子どもにチャンスだけは与えたい
1996年、アメリカ、リー・デビッド・ズロトフ監督
パーシーは5年間の刑期を終えて出所した。メイン州の田舎町ギリアドの軽食カフェで働くことになる。よそ者の彼女は町の人たちの好奇の眼にさらされる。カフェの女主人ハナは店を売りに出していたが、買い手が見つからなかった。
パーシーは100ドルで応募できる作文コンテストで参加者に「なぜこの町のカフェが欲しいのか」を書いてもらい、その中から優勝者を選び、賞品としてカフェを譲るのはどうかと提案する。広告を出すと驚くほどの作文が集まった。
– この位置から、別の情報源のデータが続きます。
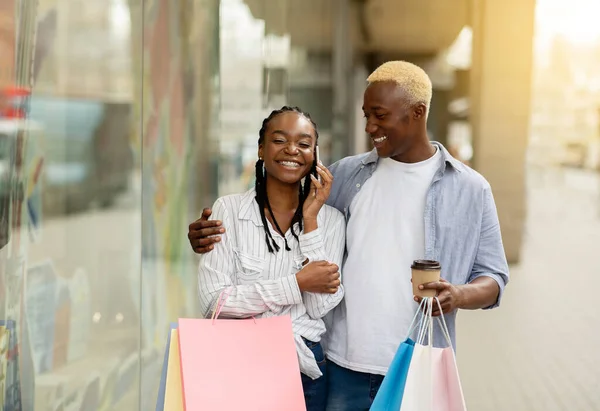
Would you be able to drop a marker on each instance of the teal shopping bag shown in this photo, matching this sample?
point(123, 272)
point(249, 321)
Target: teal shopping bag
point(160, 401)
point(389, 396)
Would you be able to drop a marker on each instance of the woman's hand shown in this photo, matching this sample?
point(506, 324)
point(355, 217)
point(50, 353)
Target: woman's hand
point(319, 193)
point(319, 277)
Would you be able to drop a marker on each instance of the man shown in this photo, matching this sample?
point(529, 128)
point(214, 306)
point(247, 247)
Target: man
point(408, 199)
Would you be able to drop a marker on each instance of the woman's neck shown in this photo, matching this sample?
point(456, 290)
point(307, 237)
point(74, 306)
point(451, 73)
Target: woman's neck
point(282, 197)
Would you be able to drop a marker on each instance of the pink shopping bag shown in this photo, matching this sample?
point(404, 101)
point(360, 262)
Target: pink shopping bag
point(232, 365)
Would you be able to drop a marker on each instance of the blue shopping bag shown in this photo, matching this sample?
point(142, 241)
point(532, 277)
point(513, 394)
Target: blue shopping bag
point(389, 396)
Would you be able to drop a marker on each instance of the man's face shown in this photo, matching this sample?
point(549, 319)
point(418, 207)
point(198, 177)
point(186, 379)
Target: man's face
point(391, 122)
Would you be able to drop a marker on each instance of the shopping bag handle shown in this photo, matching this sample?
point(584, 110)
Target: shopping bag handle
point(426, 324)
point(220, 303)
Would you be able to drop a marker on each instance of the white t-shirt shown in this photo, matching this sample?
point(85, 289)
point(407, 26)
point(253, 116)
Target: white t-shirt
point(385, 233)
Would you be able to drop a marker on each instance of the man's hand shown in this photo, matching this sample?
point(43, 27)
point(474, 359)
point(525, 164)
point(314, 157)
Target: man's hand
point(449, 295)
point(319, 277)
point(203, 233)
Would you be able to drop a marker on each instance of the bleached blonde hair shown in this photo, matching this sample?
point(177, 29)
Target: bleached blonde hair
point(411, 78)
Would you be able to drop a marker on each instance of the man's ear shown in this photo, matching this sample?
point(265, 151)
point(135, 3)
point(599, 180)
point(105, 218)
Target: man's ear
point(420, 112)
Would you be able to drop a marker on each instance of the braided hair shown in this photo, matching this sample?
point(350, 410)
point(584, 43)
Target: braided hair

その参加費だけでカフェの売り代金を上回っていた。住民たちは応募作文を回し読みしていつしか町に活気が戻ってくる。
「100ドルは一度には払えませんが、この子のために応募しました。この子に必ずチャンスだけは与えてやろう・・・絶対にチャンスだけは」
やがてコンテストの優勝者のシングルマザーが赤ちゃんを背負ってバスから降り立つ。
珠玉という言葉にふさわしいフィンランド映画「ヤコブへの手紙」
終身犯の女性レイラは恩赦で12年の刑期で出所してきた。盲目のヤコブ神父のもとに住み込んで働くことになる。彼女の仕事はヤコブ神父に送られてきた手紙を読み、返事を書くことだった。レイラは手紙を読むふりをして自分の身の上を話しだす。
どちらも美しい自然の片田舎を舞台に、殺人という罪を背負い刑期を終えた二人の女性の哀しくも心温まる物語だった。